Martineau Society member, David Hamilton, writes:
I recently came across an anomaly in Harriet Martineau’s Biographical Sketches (1876 edition). As part of her journalistic endeavours, Harriet wrote a series of ‘autobiographical fragments’ or obituaries for the Daily News. Her fifty sketches were obituaries of notable nineteenth century figures and included Frances Beaufort. I had known of Beaufort as the originator of the ‘Beaufort Scale’ who had regained my attention in a recent volume on the history of meteorology (Peter Moore, The Weather Experiment: the Pioneers who sought to See the Future, London: Vintage, 2015, pp. 88 & 133). Moore repeatedly turns to Beaufort’s life history, noting his connection, for instance, with Charles Darwin and Robert Fitzroy (captain of Darwin’s Beagle). My recollection of Beaufort is different since he is also remembered as the creator of the Beaufort Scale running from 0 (calm) to 12 (hurricane), a measure based on visual and subjective observation of voyaging sailors. It is still reported in weather forecasts.
Irish-born Francis Beaufort (1794-1857) was descended from French Protestant Huguenots. He started life as a seaman who kept detailed nautical charts prompted perhaps by the fact that aged 15, he had been shipwrecked due, he claimed, to a faulty chart. While convalescing, Beaufort’s helped his brother-in-law (Richard Edgeworth) to erect a semaphore line between Dublin and Galway.

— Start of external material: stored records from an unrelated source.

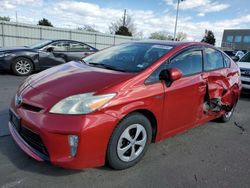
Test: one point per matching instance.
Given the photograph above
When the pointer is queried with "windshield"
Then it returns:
(130, 57)
(245, 58)
(40, 44)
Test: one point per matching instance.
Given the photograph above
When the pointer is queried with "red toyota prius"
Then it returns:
(111, 105)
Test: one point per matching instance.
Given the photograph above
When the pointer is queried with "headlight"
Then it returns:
(81, 104)
(2, 54)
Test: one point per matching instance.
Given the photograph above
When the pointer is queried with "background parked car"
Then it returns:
(244, 64)
(45, 54)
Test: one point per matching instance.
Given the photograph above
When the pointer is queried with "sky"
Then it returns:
(148, 15)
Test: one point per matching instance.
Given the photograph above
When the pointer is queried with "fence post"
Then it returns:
(95, 39)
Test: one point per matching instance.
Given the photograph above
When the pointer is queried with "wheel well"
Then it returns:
(151, 117)
(22, 57)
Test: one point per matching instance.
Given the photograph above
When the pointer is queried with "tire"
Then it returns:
(227, 116)
(129, 141)
(22, 66)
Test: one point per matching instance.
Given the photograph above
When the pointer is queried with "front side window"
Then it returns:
(245, 58)
(213, 59)
(189, 62)
(246, 39)
(79, 47)
(229, 38)
(130, 57)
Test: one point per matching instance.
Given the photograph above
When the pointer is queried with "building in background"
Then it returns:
(236, 39)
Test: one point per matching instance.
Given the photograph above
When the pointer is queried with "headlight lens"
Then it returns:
(81, 104)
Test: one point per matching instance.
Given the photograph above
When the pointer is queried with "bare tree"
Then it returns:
(88, 28)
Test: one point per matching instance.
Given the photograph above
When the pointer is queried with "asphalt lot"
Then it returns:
(212, 155)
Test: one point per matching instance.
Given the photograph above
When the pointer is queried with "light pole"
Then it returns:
(177, 13)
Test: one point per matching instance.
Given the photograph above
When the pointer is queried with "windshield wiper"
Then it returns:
(106, 66)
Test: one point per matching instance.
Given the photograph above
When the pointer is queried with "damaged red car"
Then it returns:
(111, 105)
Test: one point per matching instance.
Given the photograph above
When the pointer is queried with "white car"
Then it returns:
(244, 64)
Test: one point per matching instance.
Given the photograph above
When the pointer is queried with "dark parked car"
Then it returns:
(24, 60)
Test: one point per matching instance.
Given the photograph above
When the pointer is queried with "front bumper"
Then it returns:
(93, 131)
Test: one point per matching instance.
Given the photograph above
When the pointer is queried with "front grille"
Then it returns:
(31, 107)
(245, 82)
(35, 141)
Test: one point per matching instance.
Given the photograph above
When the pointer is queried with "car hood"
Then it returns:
(245, 65)
(75, 78)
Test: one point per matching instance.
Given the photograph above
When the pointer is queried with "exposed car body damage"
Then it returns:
(220, 95)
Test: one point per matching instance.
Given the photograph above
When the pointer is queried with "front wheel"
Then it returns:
(22, 66)
(129, 141)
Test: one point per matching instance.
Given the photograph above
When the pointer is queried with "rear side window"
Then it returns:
(213, 59)
(189, 62)
(60, 46)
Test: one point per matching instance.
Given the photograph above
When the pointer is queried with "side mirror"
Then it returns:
(235, 58)
(50, 49)
(170, 75)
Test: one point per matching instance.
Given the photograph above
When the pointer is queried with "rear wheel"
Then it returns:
(129, 141)
(22, 66)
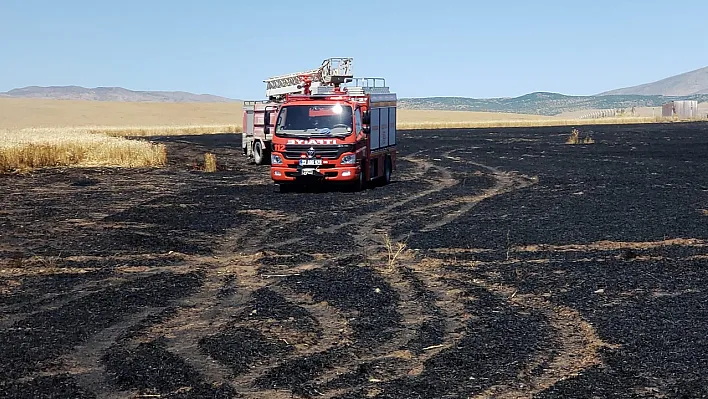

Having returned to a naval life, Beaufort became a fellow of the Royal Astronomical Society in 1829 and, in the same year, was appointed the British Admiralty Hydrographer to the Navy. For this period of Beaufort’s life, Moore relies on Martineau’s obituary. Beaufort is recalled by Harriet, for transforming a forgotten map depot, a location that was ‘small cheerless, out of the way, altogether unfit and inadequate’, into what Moore characterises as ‘a hotbed of ideas and enterprise (p. 88). As Harriet noted in her Sketch, Beaufort was not only a ‘priceless treasure to his country’ but also a ‘benefactor to the world’. Indeed, On 28th December 1838, thirty-two years after it was first jotted down, the Admiralty officially adopted the Beaufort Scale for naval use.
Yet curiously, Harriet’s 18-page biography of Rear-Admiral Sr Francis Beaufort makes no mention of the Beaufort scale. Why?